Dependent on the cut-off used, AFP is reported to have a sensitivity of about 60% for the diagnosis of HCC.38 Combining elevated AFP levels with methylation levels for GSTP1 and p16INK4a could increase the sensitivity to 87.5% showing the additional value of a sensitive quantitative real-time MSP. Non-standardized MSP analyses are difficult to compare. Quantitative real-time MSP, however, allows to detect aberrant promoter methylation in relation to the housekeeping gene ACTB and makes the analyses, e.g., independent from tissue processing (snap frozen or formalin fixed), DNA contend and MSP conditions.

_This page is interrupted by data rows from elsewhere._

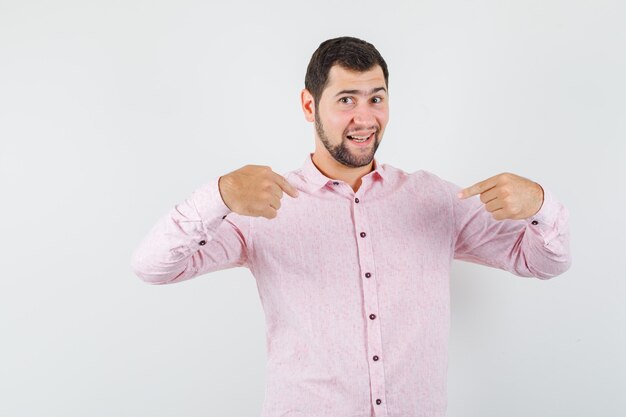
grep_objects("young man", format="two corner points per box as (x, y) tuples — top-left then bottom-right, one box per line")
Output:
(133, 37), (570, 417)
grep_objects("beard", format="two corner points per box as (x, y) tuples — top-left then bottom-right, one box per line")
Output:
(315, 112), (380, 168)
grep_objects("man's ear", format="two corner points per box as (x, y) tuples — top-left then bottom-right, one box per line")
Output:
(300, 88), (315, 122)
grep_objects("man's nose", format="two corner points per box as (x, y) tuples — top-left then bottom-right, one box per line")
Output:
(353, 107), (376, 127)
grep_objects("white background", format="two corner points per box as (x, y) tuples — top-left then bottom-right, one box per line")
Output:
(0, 0), (626, 417)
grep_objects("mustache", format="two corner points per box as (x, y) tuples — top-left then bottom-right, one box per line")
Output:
(343, 126), (380, 136)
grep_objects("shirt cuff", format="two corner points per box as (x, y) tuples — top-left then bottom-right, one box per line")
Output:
(526, 187), (561, 233)
(192, 177), (232, 222)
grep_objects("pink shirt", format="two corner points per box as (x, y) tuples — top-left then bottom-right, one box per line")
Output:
(132, 155), (571, 417)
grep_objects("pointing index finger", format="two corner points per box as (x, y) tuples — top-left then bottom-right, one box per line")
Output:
(457, 177), (496, 199)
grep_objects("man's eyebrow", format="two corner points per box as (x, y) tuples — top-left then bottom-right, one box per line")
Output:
(335, 87), (387, 97)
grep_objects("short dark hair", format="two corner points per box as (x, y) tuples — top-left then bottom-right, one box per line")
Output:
(304, 36), (389, 106)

In summary, our analyses clearly indicate that APC and DAP-K promoter methylation do not contribute to hepatocarcinogenesis and cannot be used as marker for HCC surveillance or detection. In contrast, significant higher levels and frequencies of methylated p16INK4a and GSTP1 promoter in HCC compared to non-malignant cirrhotic liver or normal liver indicate that these epigenetic events may serve as good marker for HCC. Since the methylation of both genes can also be detected by quantitative MSP in plasma/serum, p16INK4a and GSTP1 promoter methylation, besides AFP levels could even be used as marker for identifying patients with liver cirrhosis at risk for developing HCC in the future.31, 39 This issue needs to be addressed in a prospective setting in patients with liver cirrhosis and then compared to the generally practiced surveillance strategy for these patients.